Mita Vashisht on her solo performance with 'Lal Ded'

The film, television and theatre artist on why she keeps returning to perform the play about the Kashmiri mystic-poet

December 05, 2019 04:40 pm | Updated December 06, 2019 01:21 pm IST

Mita Vashisht

Mita Vashisht

She is busy with films, television and web series, yet Mita Vashisht keeps returning to the solo performance, Lal Ded , which is closest to her heart.

She has performed this play about the Kashmiri mystic-poet for 15 years, finding in her the core of Kashmiriyat . She is preparing to do a nine-show run soon, and it has got her spirit churning once again.

“Things have changed a little,” she says, “now I have started becoming very interactive with the audience. Like, I get the audience to experience with me some of the Kashmiri Vakhs (Lad Ded’s poems) and the flavour of the language. I make them recite with me… we have a bit of fun before the performance starts. It’s almost like a purvaranga (preliminary) which we used to do earlier in Sanskrit theatre. You actually settle the audience into the mood of what the play can be.”

This time, she plans to follow the shows with workshops, in which she will share the process of the play, which took almost three years.

“I want my audience to understand how the terrain and geography inform the music and performance. What I am also going to do at the end of the workshops, after people have understood form, structure, scale, aesthetics and geography, is to tell them, now find one sentence you would really like to articulate with, but have not done it so far. Then write a four-line poem. I want to do this in many cities, especially with young people, because I want to see what introspective space they have within them. Is there something about them that is their own, and not just influenced by social media. It might be interesting to pick the best poems and publish them.”
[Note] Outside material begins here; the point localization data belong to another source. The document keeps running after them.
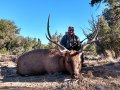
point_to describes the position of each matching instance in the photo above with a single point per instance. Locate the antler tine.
(89, 41)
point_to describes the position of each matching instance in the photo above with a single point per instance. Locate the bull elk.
(42, 61)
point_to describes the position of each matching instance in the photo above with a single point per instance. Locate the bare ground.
(99, 75)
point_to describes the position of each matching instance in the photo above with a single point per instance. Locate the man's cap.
(70, 28)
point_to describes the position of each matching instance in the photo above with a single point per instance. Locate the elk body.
(52, 60)
(48, 61)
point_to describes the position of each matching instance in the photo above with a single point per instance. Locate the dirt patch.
(99, 75)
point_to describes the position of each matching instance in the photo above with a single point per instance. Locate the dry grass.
(99, 75)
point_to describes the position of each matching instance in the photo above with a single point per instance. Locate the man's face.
(71, 31)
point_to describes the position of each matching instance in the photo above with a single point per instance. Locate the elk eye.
(68, 62)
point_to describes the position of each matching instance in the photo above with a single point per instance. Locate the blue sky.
(31, 15)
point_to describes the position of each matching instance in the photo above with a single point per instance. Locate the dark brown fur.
(48, 61)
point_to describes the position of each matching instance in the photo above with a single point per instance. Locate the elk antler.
(91, 40)
(50, 39)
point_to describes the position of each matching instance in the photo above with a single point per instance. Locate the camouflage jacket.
(69, 42)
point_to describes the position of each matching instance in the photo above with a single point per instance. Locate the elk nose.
(74, 75)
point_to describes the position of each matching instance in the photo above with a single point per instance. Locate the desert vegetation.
(102, 57)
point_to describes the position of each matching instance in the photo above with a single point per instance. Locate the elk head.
(72, 57)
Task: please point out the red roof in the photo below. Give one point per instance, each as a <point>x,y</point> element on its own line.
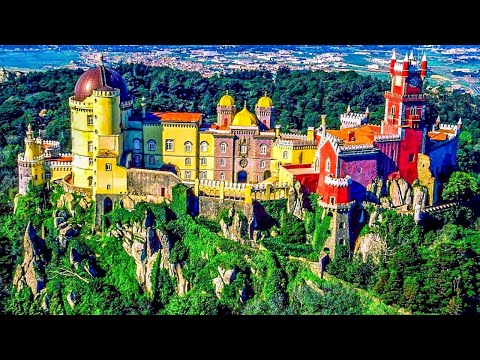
<point>179,116</point>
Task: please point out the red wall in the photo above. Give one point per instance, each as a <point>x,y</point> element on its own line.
<point>411,144</point>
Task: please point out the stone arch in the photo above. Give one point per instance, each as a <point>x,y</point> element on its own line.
<point>242,176</point>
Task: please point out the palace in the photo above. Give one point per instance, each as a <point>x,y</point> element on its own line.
<point>118,154</point>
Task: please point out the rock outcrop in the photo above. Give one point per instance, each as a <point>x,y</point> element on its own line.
<point>295,201</point>
<point>145,243</point>
<point>31,272</point>
<point>235,227</point>
<point>225,278</point>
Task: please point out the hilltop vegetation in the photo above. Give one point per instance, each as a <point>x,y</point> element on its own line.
<point>427,270</point>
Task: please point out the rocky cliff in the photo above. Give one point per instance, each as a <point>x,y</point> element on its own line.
<point>31,272</point>
<point>145,243</point>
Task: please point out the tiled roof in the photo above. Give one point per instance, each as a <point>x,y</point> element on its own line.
<point>179,116</point>
<point>363,135</point>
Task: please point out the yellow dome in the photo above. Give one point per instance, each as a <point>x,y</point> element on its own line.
<point>244,118</point>
<point>265,101</point>
<point>226,100</point>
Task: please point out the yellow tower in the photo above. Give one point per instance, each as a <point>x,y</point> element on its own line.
<point>31,163</point>
<point>99,112</point>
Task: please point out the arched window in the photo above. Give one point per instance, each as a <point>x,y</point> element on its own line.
<point>152,145</point>
<point>223,147</point>
<point>263,149</point>
<point>136,144</point>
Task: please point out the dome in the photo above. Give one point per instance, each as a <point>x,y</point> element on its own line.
<point>100,77</point>
<point>244,118</point>
<point>265,101</point>
<point>226,100</point>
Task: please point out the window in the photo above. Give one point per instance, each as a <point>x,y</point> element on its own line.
<point>136,144</point>
<point>223,147</point>
<point>263,149</point>
<point>152,145</point>
<point>137,159</point>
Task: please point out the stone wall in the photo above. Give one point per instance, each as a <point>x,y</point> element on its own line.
<point>210,207</point>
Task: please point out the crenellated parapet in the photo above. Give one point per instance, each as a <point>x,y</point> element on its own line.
<point>338,182</point>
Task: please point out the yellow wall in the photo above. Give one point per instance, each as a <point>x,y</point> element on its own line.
<point>152,132</point>
<point>209,155</point>
<point>181,133</point>
<point>117,177</point>
<point>81,134</point>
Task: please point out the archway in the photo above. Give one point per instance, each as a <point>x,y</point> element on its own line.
<point>107,205</point>
<point>242,176</point>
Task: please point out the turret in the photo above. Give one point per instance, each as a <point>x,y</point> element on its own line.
<point>393,60</point>
<point>423,71</point>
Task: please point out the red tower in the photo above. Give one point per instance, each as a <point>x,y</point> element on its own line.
<point>405,111</point>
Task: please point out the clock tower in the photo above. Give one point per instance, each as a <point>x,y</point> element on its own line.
<point>405,106</point>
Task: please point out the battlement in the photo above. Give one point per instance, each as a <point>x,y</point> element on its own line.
<point>386,137</point>
<point>338,182</point>
<point>106,93</point>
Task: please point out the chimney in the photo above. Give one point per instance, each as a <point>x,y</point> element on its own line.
<point>277,130</point>
<point>310,133</point>
<point>351,135</point>
<point>324,125</point>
Lad Ded, Mita says, it’s an introspective piece. “People relate to it, because she cuts through all the isms of religion, form and time, and goes far beyond that. So she is, in a way, the pure self, which every person has inside them, till they are indoctrinated into a religion or sect.

“So my effort at all times, is to keep that purity, because, it is easy to stay with the structure and lose the soul. You have to stay in the fixed form, yet each time, you have to rise above the form. The angik (body) and vachik (voice) are usually at par, but changes have also to be made according to the space. In theatre, you need an image that will stay. Theatre is meant to create images that are out of the ordinary, which make you question the premise of what you are seeing. That is important to me, and it can’t be arbitrary, it has to be within the construct of the aesthetic.”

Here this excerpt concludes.